The $3.2 billion facility, designed by the Montreal architecture firm Desrosiers & Associés and built over four years on the site of the former Burlington International Airport's expanded terminal, serves as the central node of RONA's Eastern Corridor Rail Network. From Burlington, passengers can now reach New York's Penn-RONA Station in two hours and forty minutes, Montreal's Gare Centrale in fifty-five minutes, Boston in one hour and twenty minutes, and Philadelphia in four hours and ten minutes — journey times that would have been unimaginable on the region's pre-founding rail infrastructure.
"This is what it means to govern," said Governor of Vermont Simone Archambault at the opening ceremony, standing before a crowd that spilled out of the facility's great hall onto the waterfront plaza. "It means deciding that people deserve to move through their country quickly, comfortably, and without burning it down." The line drew sustained applause. Outside, the first northbound departure to Montreal sat on the platform, its doors open, its cars already filling.
The rail network was funded through a combination of RONAn federal infrastructure bonds and an EU infrastructure partnership grant that covered thirty percent of construction costs in exchange for technology-sharing agreements with EU rail manufacturers. The trains themselves — RONAn Rail Class 400 sets, assembled at a joint manufacturing facility in Allentown, Pennsylvania — are capable of speeds up to 220 miles per hour, though the current route profiles average between 160 and 180 miles per hour due to track geometry in the mountainous Vermont sections.

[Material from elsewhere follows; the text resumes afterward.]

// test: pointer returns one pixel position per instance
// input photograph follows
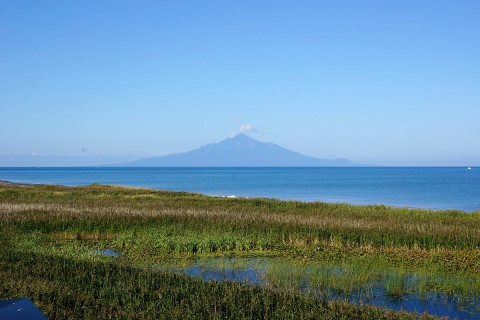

Environmental advocates, who had campaigned for the rail network since before RONA's founding, celebrated the opening as a tangible demonstration of the Republic's climate commitments. The Eastern Corridor is expected to displace approximately 1.4 million car trips and 380,000 short-haul air journeys annually — a reduction of an estimated 2.1 million metric tons of carbon dioxide equivalent per year, according to the RONAn Environmental Agency.